Quel impact sur la santé publique européenne ?
À ce stade, aucune épidémie n’est en cours en Europe. Les cas signalés sont isolés, et les mesures de confinement et de traitement ont été prises rapidement. Cependant, ces événements mettent en lumière des vulnérabilités structurelles.
L’Union européenne a réagi en renforçant la surveillance des maladies infectieuses rares via le Centre européen de prévention et de contrôle des maladies (ECDC). Des alertes sanitaires ont été envoyées aux pays membres, avec recommandation de former les dermatologues et les médecins de première ligne à reconnaître les signes précoces de la lèpre.

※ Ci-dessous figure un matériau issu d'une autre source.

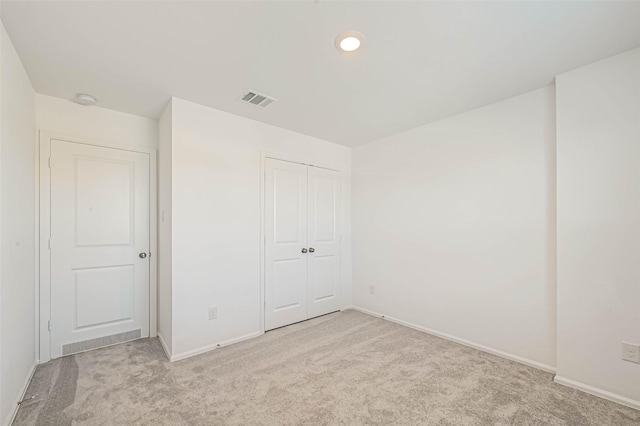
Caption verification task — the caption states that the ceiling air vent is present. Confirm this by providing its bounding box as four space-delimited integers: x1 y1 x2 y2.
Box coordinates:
240 90 277 108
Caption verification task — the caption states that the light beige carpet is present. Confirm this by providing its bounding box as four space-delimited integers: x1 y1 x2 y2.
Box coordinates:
15 311 640 425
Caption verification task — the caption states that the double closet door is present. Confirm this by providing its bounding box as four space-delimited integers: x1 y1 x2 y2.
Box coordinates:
265 158 340 330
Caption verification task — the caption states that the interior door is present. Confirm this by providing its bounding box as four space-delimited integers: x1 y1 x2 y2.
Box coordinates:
265 158 307 330
307 166 340 318
50 140 150 358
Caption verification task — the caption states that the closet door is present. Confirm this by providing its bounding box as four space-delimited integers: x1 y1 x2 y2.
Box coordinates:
307 166 340 318
265 159 308 330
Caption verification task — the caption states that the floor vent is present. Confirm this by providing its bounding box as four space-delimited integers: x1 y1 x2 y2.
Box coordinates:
240 90 277 108
62 329 142 356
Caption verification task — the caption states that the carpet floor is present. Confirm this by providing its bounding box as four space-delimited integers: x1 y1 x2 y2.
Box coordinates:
15 311 640 425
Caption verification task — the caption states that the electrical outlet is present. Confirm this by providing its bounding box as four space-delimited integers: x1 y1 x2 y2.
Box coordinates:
209 306 218 320
622 342 640 364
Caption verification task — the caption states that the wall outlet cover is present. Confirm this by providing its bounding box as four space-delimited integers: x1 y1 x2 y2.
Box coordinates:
622 342 640 364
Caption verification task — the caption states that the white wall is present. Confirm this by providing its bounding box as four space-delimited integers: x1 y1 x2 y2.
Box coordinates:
353 87 556 370
158 101 173 355
36 94 158 148
556 49 640 409
172 98 351 358
0 25 36 425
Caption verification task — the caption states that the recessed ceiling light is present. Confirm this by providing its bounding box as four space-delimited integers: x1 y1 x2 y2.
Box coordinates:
335 31 364 52
73 93 97 106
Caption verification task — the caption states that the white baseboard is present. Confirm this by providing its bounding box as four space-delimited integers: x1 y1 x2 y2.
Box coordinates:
169 331 264 362
4 362 38 426
157 333 171 361
553 375 640 410
345 306 556 374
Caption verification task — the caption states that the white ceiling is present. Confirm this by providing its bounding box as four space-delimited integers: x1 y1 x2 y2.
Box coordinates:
2 1 640 146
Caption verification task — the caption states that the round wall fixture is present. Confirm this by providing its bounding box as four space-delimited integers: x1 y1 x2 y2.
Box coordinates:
335 31 364 52
74 93 97 106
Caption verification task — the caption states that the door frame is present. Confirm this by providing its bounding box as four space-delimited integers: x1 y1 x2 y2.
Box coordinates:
260 151 344 334
36 130 158 364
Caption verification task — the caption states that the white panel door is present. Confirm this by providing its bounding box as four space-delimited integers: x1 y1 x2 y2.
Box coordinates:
307 166 340 318
51 140 149 358
265 158 307 330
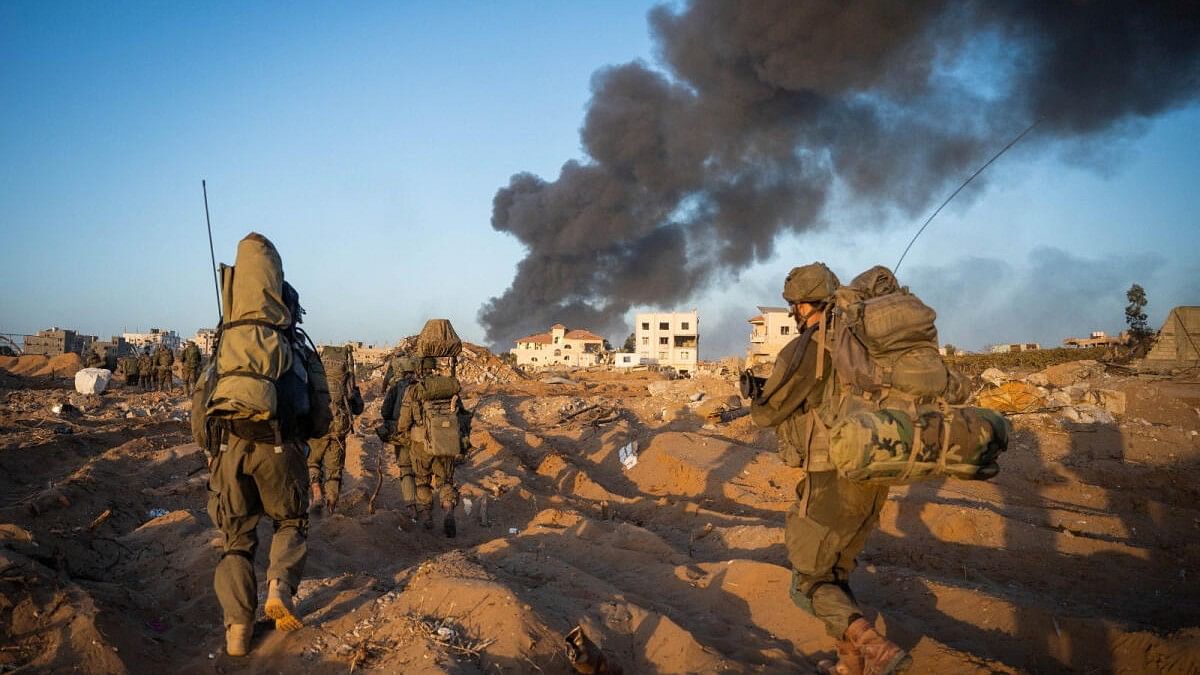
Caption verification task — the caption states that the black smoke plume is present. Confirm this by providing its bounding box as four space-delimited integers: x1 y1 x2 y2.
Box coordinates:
479 0 1200 346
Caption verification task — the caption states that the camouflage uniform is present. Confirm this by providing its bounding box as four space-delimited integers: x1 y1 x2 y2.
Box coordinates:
308 347 362 510
154 346 175 392
750 260 888 639
378 358 416 515
396 372 458 518
138 351 154 389
209 435 308 626
180 342 204 395
116 357 138 387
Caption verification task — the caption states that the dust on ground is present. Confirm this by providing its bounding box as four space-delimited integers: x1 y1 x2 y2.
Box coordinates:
0 362 1200 673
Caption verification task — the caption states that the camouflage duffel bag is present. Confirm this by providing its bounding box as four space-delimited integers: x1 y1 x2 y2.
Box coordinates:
829 407 1012 485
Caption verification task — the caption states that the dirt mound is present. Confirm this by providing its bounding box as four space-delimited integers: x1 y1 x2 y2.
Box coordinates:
0 352 83 377
377 335 528 384
0 360 1200 674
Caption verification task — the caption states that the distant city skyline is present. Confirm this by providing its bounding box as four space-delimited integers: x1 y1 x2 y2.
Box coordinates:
0 2 1200 359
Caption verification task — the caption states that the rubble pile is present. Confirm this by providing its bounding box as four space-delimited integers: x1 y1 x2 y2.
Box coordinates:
976 360 1126 424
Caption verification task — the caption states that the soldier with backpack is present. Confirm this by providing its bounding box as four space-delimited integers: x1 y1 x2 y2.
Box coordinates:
138 346 154 390
396 319 470 537
152 345 175 392
192 233 330 656
180 340 204 396
376 357 420 522
308 346 362 513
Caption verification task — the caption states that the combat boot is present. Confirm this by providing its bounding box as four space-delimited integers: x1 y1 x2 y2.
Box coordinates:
846 617 912 675
817 640 863 675
308 483 325 512
226 623 254 656
263 579 304 631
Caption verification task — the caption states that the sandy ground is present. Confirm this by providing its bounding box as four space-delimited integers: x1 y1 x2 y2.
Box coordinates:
0 360 1200 673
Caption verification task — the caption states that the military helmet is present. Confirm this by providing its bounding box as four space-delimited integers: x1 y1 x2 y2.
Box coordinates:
784 263 841 305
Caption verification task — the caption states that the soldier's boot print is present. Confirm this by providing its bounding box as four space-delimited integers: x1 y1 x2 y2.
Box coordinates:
226 623 254 656
263 579 304 631
308 480 325 512
442 503 458 539
846 617 912 675
817 640 863 675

« Nous ne sommes pas face à une menace immédiate, mais à un rappel salutaire : la santé publique ne doit jamais baisser la garde », déclare un expert de l’ECDC interrogé par Doctissimo.
Sur le plan social, ces cas ravivent les peurs archaïques liées à la lèpre, notamment dans les communautés locales. En Roumanie, par exemple, des rumeurs sur des « quarantaines obligatoires » ont circulé sur les réseaux sociaux, alimentées par la méconnaissance de la maladie.
Le traitement aujourd’hui : efficace, mais sous-utilisé
La bonne nouvelle, c’est que la lèpre est entièrement curable.